The payments, a key part of the unprecedented federal response to the economic havoc wreaked by the coronavirus pandemic, prompted a decrease in an alternative poverty measure to 9.1% in 2020, the Census Bureau said.
Last year was the first time the Supplemental Poverty Measure, which began in 2009, was lower than the official rate. This measure takes into account certain non-cash government assistance, taxes and needed expenses.
Without the stimulus payments, the alternative measure would have risen by about 3.6 percentage points, Census said. In 2019, the supplemental rate was 11.8%.
The official poverty rate rose in 2020 from a historic low of 10.5% a year earlier. It was the first increase in poverty after five years of decline. Some 37.2 million people were in poverty in 2020, an increase of 3.3 million from the year before.
The pandemic upended the US economy early last year, costing millions of Americans their jobs as states forced non-essential businesses to close and people to stay home in an effort to stop the virus’ spread. Though conditions have improved markedly since then, the economy remains more than 5 million jobs short of where it was in February 2020.

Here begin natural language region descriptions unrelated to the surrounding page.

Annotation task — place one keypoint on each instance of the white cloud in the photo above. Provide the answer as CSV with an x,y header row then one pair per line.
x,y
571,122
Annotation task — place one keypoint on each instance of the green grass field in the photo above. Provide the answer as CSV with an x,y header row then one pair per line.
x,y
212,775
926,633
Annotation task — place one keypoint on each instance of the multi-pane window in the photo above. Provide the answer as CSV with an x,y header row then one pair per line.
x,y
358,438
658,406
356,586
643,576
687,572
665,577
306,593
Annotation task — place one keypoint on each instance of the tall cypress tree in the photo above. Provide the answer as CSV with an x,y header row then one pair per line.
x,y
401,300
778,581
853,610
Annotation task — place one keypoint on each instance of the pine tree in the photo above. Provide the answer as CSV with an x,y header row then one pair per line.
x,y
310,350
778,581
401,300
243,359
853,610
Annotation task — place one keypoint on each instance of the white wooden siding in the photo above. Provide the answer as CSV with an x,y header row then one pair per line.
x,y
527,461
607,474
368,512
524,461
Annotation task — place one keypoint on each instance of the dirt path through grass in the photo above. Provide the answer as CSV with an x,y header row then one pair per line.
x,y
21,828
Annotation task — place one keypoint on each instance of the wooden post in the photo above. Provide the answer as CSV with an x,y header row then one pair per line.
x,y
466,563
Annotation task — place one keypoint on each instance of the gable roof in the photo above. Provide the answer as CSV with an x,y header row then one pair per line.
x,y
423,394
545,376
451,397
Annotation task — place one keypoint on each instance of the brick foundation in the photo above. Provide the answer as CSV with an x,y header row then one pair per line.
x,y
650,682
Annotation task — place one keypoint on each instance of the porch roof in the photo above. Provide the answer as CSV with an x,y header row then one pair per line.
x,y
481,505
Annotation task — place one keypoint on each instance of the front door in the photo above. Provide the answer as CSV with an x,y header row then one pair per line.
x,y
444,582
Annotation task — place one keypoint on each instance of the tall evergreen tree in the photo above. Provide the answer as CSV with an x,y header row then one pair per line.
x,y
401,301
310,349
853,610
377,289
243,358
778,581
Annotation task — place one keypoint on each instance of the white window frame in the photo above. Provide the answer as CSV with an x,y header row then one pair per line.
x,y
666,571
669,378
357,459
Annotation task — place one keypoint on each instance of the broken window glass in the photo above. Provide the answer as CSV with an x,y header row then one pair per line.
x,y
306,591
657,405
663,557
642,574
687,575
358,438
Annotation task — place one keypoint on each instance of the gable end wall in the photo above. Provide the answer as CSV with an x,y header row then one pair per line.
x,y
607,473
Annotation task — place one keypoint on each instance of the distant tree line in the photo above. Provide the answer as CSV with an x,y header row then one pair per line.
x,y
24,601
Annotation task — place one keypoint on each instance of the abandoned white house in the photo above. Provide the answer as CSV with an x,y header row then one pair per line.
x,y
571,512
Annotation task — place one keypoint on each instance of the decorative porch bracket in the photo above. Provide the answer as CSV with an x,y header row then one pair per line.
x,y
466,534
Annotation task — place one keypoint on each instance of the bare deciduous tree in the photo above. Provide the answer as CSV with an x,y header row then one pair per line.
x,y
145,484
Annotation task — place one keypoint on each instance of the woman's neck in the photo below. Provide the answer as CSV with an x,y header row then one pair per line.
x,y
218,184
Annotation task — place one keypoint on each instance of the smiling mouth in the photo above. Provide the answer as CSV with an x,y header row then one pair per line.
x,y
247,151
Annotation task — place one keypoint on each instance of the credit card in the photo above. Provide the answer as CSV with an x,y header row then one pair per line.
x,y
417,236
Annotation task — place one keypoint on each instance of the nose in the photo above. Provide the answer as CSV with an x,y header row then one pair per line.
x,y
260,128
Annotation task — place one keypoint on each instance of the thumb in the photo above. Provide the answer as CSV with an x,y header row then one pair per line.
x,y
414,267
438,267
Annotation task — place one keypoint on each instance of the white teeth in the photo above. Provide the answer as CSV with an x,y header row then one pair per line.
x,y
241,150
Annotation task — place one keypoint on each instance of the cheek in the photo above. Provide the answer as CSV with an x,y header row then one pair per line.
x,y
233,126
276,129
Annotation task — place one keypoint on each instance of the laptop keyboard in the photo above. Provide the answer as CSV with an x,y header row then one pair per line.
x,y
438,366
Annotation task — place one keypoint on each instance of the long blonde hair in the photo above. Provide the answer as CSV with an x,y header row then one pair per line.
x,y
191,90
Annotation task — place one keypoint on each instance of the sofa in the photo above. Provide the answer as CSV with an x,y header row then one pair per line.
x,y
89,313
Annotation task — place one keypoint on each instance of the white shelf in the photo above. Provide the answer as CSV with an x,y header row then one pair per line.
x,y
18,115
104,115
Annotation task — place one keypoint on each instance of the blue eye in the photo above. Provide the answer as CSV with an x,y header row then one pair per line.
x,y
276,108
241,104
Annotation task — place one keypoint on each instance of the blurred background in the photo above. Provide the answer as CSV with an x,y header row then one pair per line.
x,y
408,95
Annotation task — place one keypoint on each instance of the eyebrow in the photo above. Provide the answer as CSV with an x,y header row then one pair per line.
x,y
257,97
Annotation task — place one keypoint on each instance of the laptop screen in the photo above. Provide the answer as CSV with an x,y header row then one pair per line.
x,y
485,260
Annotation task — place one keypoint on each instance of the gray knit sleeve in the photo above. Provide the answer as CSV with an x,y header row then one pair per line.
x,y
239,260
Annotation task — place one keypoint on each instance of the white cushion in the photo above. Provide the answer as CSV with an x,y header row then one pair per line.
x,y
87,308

However, an unprecedented response from the federal government spared millions of people from the worst ravages of the economic downturn. Congress passed three major relief packages, sending $3,200 in stimulus payments in 2020 and 2021, expanding the unemployment benefits system, beefing up food stamps and providing funds for low-income school children to buy food, deferring student loan payments, imposing a moratorium on evictions, sending relief funds to state and local governments and providing assistance to businesses.
The massive expansion of unemployment benefits lifted 5.5 million people out of poverty. Lawmakers expanded both the number of people eligible for jobless payments and the generosity of the benefits last year.
Median income declined
Median household income fell to $67,500 last year, down 2.9% from 2019, which was the highest since 1967, the first year records were kept, according to the Census Bureau. It was the first statistically significant decline in median income since 2011.

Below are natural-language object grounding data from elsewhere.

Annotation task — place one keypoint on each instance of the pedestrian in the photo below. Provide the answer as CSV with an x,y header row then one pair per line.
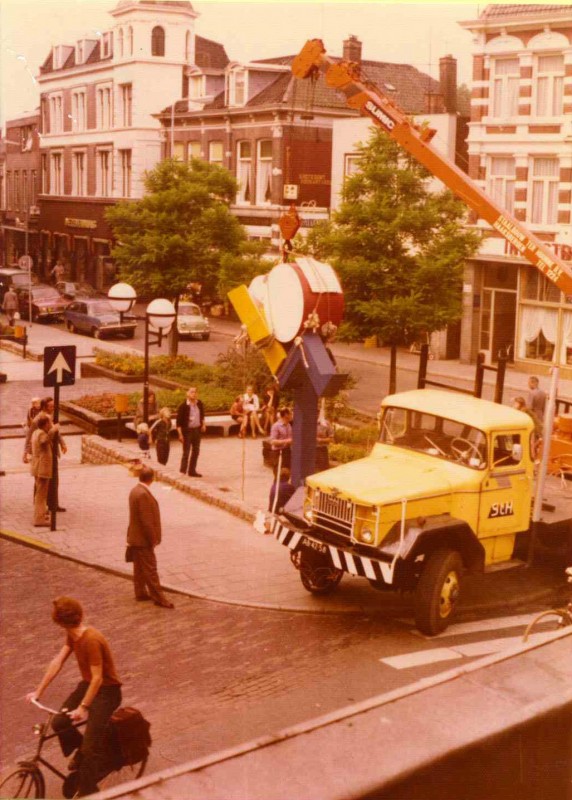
x,y
47,407
10,305
57,272
280,491
536,398
251,407
42,466
281,437
93,700
190,426
143,536
160,433
143,439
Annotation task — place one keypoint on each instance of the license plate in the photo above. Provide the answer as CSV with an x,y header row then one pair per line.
x,y
321,548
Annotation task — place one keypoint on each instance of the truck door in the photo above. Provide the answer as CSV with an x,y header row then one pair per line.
x,y
506,494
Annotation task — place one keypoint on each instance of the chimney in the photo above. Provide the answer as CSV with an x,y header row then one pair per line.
x,y
448,82
352,49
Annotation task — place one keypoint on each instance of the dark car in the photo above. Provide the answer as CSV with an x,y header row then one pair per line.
x,y
98,318
46,302
70,290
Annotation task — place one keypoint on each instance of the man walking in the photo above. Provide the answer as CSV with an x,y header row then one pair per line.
x,y
10,305
143,535
190,425
94,699
42,466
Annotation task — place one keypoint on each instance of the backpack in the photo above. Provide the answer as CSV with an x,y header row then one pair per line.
x,y
131,737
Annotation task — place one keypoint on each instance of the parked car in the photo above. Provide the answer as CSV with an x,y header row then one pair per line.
x,y
97,317
71,289
14,277
191,323
46,302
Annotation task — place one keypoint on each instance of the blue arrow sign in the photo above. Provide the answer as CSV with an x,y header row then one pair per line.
x,y
59,365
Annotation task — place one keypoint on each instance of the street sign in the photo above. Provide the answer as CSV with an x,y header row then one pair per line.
x,y
59,365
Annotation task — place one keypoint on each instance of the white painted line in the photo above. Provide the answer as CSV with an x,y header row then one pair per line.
x,y
422,657
480,625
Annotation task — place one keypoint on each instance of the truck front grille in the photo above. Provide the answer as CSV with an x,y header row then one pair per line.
x,y
333,513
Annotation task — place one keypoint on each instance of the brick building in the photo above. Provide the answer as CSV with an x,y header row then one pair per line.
x,y
520,153
274,132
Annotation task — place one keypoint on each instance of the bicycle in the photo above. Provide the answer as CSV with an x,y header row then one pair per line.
x,y
27,780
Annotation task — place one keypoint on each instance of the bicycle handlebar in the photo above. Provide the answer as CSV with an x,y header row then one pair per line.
x,y
44,708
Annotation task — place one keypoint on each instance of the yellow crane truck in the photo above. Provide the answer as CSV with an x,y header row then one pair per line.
x,y
447,489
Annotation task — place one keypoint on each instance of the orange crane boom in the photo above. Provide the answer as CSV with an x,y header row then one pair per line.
x,y
371,101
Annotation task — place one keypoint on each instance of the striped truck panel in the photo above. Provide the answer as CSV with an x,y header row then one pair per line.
x,y
348,562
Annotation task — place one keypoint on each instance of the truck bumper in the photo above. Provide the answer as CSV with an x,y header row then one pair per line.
x,y
343,558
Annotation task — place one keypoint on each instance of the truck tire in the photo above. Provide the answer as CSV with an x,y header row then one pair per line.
x,y
437,592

The number of those who work full-time, year-round decreased by approximately 13.7 million people, the largest year-to-year decrease since the agency began collecting comparable data in 1967.
The federal efforts to support struggling individuals succeeded in keeping hunger at bay last year for Americans overall, a recent US Department of Agriculture report found.
Overall, the share of households contending with food insecurity remained the same in 2020 as the year before at 10.5%, or 13.8 million households, according to the report, which is released annually.
However, food insecurity among families with children rose last year, despite the federal response. Some 14.8%, or 5.6 million households, were in this situation last year, up from 13.6% in 2019.